Add to the list of reasons this is essential: I have very bad astigmatism (more than 6 diopters), and so am very sensitive to the relation between vertical and horizontal weights in fonts. The point? No one can predict the myriad reasons why users must be able to specify default fonts and sizes.
I totally agree. I don't have the vision problem, but it drives me crazy that I can't define the fonts. What really bugs me is trying to imagine the internal discussion at Apple where they decided to remove this feature. What possibly could have been the rationale? HTML5 or not, there are always going to be websites that either don't define fonts or use only generic fonts that look bad. I can't think of one reason, even looking at it from Apple's perspective, that would make sense to remove that panel.
There's one side of me that thinks removing it was actually an error or that for some reason, new bugs were created by that panel that they didn't want to fix, so they removed it.
I think that Apple's great success and the resulting arrogance is getting the better of them. So we have major bugs in 10.8 (battery life and system freezing), the Maps fiasco in iOS6, Apple's ridiculous pricing for adapters to the Lightning plug, etc.
Just realized today that they removed the ability to change fonts. Count me in for the people wanting that option brought back. Safari is already extremely uncustomizable, but this was just the icing on the cake. For me it's mostly an OCD thing, I prefer Helvetica/Arial to that of Times and having Times on several of my favorite websites instead of Arial is driving me nuts...

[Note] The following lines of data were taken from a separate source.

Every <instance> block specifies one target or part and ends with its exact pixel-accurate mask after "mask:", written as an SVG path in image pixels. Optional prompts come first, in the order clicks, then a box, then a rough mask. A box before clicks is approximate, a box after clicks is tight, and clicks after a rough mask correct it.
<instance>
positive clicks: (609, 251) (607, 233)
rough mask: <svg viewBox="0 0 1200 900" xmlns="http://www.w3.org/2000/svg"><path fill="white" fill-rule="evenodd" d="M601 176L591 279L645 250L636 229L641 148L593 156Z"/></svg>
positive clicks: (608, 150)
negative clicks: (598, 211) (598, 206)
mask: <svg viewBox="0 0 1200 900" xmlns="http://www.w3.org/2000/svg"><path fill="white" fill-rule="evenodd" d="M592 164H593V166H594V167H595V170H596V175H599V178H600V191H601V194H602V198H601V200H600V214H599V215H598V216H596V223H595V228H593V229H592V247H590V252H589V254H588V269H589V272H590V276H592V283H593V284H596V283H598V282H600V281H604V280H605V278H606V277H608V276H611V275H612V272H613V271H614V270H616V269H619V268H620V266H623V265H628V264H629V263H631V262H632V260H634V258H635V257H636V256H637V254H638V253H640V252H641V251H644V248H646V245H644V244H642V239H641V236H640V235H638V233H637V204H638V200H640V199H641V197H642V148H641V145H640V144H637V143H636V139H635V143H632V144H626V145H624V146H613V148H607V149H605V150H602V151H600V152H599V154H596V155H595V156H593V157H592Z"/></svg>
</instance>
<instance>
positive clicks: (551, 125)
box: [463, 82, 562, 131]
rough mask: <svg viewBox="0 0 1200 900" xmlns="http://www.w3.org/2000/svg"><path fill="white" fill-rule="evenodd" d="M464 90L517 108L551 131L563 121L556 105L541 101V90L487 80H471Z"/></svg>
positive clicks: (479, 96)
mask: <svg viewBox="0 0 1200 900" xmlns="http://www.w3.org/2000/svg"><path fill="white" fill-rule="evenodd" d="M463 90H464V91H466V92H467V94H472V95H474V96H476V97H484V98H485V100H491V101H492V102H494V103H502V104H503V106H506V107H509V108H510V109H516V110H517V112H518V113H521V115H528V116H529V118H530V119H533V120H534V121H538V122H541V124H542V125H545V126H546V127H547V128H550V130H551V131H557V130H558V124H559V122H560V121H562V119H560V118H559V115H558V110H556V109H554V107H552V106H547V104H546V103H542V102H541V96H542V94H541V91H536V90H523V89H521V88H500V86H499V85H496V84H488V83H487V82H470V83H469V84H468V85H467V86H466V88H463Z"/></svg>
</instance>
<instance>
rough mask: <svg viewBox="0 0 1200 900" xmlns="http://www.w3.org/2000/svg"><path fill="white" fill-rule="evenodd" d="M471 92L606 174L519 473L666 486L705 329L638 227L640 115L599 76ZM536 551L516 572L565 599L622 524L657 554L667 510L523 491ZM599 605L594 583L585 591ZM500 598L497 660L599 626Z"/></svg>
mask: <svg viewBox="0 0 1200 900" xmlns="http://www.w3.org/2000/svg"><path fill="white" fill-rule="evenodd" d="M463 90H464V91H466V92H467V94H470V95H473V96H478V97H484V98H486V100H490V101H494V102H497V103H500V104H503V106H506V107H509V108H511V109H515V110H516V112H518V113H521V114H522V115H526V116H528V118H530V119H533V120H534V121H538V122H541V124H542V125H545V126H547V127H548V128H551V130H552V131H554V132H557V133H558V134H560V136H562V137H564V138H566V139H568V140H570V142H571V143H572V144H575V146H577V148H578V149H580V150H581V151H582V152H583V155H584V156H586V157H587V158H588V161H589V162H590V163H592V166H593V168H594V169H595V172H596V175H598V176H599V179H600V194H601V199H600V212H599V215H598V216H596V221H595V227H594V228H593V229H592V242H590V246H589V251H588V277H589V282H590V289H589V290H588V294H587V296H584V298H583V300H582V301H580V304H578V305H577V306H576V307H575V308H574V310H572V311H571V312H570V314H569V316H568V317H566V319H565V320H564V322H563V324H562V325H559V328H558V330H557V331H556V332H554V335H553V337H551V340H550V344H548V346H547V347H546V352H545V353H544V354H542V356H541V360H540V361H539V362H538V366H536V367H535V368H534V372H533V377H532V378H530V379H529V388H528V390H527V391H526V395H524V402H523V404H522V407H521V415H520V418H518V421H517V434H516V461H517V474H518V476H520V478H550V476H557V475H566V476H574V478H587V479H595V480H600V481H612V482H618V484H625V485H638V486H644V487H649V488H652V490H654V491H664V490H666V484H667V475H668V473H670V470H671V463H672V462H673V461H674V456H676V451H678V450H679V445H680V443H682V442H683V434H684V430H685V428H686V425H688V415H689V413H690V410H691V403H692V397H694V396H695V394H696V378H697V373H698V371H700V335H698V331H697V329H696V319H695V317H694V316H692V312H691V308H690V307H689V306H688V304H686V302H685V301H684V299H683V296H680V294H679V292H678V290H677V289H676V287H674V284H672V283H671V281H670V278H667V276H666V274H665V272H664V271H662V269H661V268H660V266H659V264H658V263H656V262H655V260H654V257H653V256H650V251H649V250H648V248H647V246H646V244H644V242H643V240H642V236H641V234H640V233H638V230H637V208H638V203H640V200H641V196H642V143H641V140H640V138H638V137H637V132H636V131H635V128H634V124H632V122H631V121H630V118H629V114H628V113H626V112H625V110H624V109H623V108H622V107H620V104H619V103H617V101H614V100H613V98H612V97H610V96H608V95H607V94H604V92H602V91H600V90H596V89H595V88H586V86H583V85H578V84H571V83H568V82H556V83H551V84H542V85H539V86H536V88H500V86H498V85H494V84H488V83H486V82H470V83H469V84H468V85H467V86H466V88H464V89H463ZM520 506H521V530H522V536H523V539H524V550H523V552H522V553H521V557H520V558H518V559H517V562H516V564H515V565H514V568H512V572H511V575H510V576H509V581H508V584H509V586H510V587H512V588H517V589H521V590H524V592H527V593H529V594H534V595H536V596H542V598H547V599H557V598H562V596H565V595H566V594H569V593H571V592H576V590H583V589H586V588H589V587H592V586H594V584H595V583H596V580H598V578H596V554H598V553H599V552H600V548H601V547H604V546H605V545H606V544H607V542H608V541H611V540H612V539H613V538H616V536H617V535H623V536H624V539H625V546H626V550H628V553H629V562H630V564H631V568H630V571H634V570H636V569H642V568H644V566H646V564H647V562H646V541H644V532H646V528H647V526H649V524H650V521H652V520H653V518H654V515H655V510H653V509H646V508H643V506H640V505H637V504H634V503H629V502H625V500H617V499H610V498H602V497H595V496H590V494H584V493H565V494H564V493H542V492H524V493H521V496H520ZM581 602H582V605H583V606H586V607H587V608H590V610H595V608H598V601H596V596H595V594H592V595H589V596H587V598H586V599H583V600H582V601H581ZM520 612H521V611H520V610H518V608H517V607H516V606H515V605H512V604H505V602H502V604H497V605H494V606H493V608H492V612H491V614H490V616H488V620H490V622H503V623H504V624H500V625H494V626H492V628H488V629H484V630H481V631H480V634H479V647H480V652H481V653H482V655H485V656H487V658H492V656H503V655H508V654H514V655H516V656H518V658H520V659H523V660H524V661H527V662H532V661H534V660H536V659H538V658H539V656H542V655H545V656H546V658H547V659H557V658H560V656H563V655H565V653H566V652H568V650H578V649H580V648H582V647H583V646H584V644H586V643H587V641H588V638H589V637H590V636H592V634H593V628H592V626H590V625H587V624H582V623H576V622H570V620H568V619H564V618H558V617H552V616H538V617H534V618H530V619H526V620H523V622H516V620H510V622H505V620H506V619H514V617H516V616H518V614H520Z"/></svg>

I agree. I have to be honest. I switched to a Mac this summer for all the great things I had heard about it but as I am using it more and more I am realizing that I am using Chrome, Windows apps through Parallels, etc.. It's a shame that Apple seems to think that we are all idiots and can't customize things for our better enjoyment without screwing things up. I thought Communism was dead in North America?